W rolnictwie i hodowli praktycznie nie ma maszyn odpornych na warunki pogodowe. Każda z nich wymaga przeglądu, konserwacji, zabezpieczania powłok i tym podobnych. Dbałość o sprzęt odwdzięcza się zminimalizowanym ryzykiem występowania awarii, a nawet wieloletnią bezawaryjnością. Dobra praca naszych maszyn wymaga przede wszystkim ich znajomości, przeczytania instrukcji i wiedzy o zasadach eksploatacji, ale równie ważne jest, jak nasze maszyny przechowujemy. Dobry gospodarz sprzęt trzyma pod dachem – niestety w tej kwestii wiele zależy od finansów, ograniczonych możliwości zabudowy czy wielkości parku maszynowego. Niskie ceny mleka nie sprzyjają skłonności do stawiania budynków w środowisku hodowców. Istnieją potrzeby pierwszorzędowe, które zdecydowanie przewyższają drogie inwestycje, a niepewność sprawia, że rolnicy albo się wahają, albo je przekładają, albo z nich rezygnują.

Woda poopadowa pozostawiona w łyżce przyspiesza jej korodowanie

Po pierwsze – oczyszczaj

Mając powyższe na uwadze, warto wdrożyć w swoim gospodarstwie ważną zasadę – konserwujmy sprzęt nie tylko przed zimą, ale także bezpośrednio po skończonej pracy. Zasada ta dotyczy głównie maszyn, które pracują kilka dni w roku. Pierwszym zadaniem powinno być zawsze dokładne oczyszczenie maszyny z brudu, piasku i kurzu, a w niektórych przypadkach z zalegających kamieni czy korzeni. Pozostałości gleby chłoną wilgoć, która jest pierwszym powodem korodowania maszyn. Z siewników trzeba pousuwać resztki ziaren, które pod wpływem wilgoci mogą napęcznieć i zapchać przewody lub rurki, ale także przyciągnąć gryzonie, mogące poważnie uszkodzić nie tylko maszynę, ale też np. elektronikę. Oczyszczanie wstępne należy wykonać myjką wysokociśnieniową i ciepłą wodą, pamiętając o ochronie elementów szczególnie narażonych na wilgoć. Producenci polecają odpowiednie środki chemiczne do poszczególnych maszyn. Czego unikać?

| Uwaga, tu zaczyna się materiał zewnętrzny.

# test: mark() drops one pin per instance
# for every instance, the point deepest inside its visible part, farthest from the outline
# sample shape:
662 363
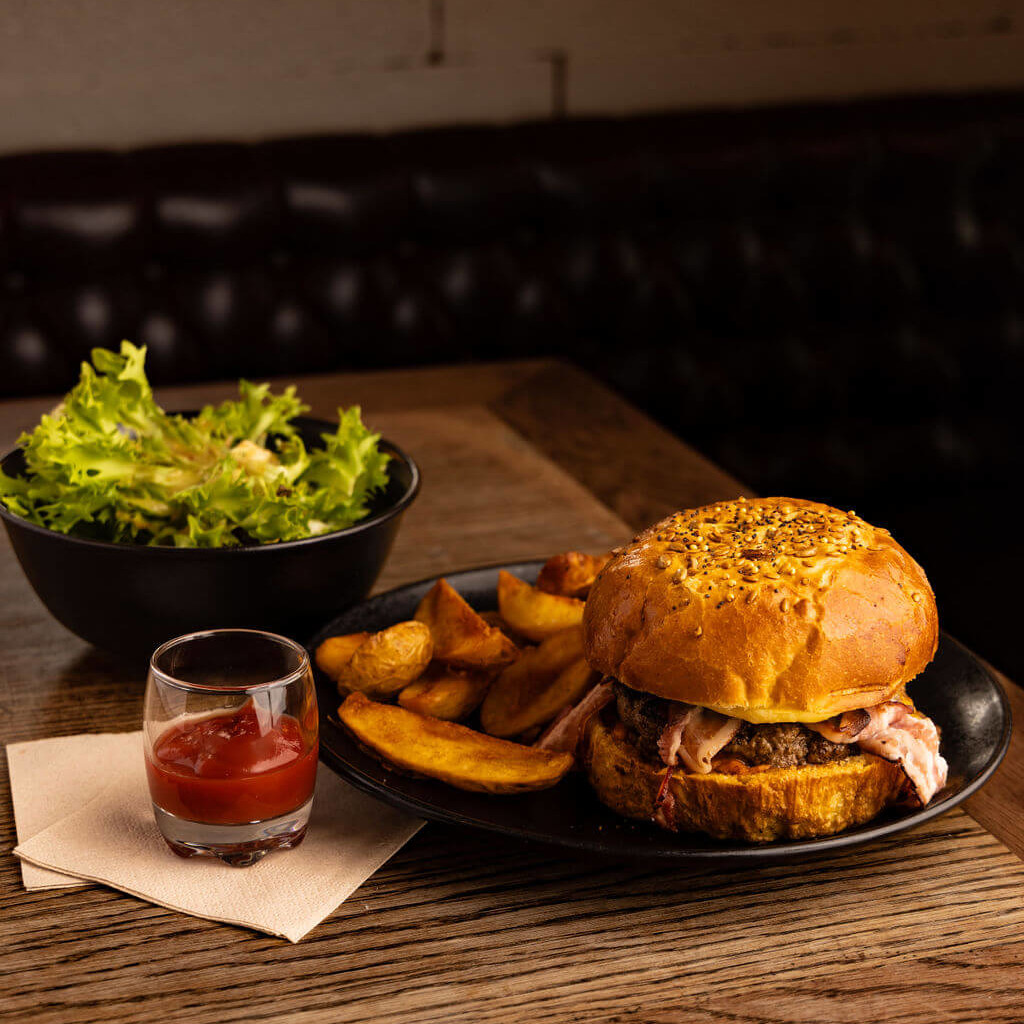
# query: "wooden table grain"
519 460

Tabela 1. Elementy i podzespoły, których należy unikać, myjąc maszynę myjką wysokociśnieniową

Maszyny powinny dobrze wyschnąć przed garażowaniem bądź przykryciem – wilgoć musi odparować, w związku z czym wielu producentów nie poleca nakrywania foliami bądź plandekami. Warto też przemyśleć okrywanie maszyn plandeką z innego powodu, bardziej oddolnego. Spod przykrytej maszyny wilgoć, np. podczas roztopów albo odwilży, nie może wyparować. Powoduje to zwiększenie ryzyka korozji górnych elementów sprzętu rolniczego. Niektórzy hodowcy pozostałości wody z trudno dostępnych miejsc usuwają za pomocą sprężarki wyposażonej w dłuższą i bardziej precyzyjną końcówkę.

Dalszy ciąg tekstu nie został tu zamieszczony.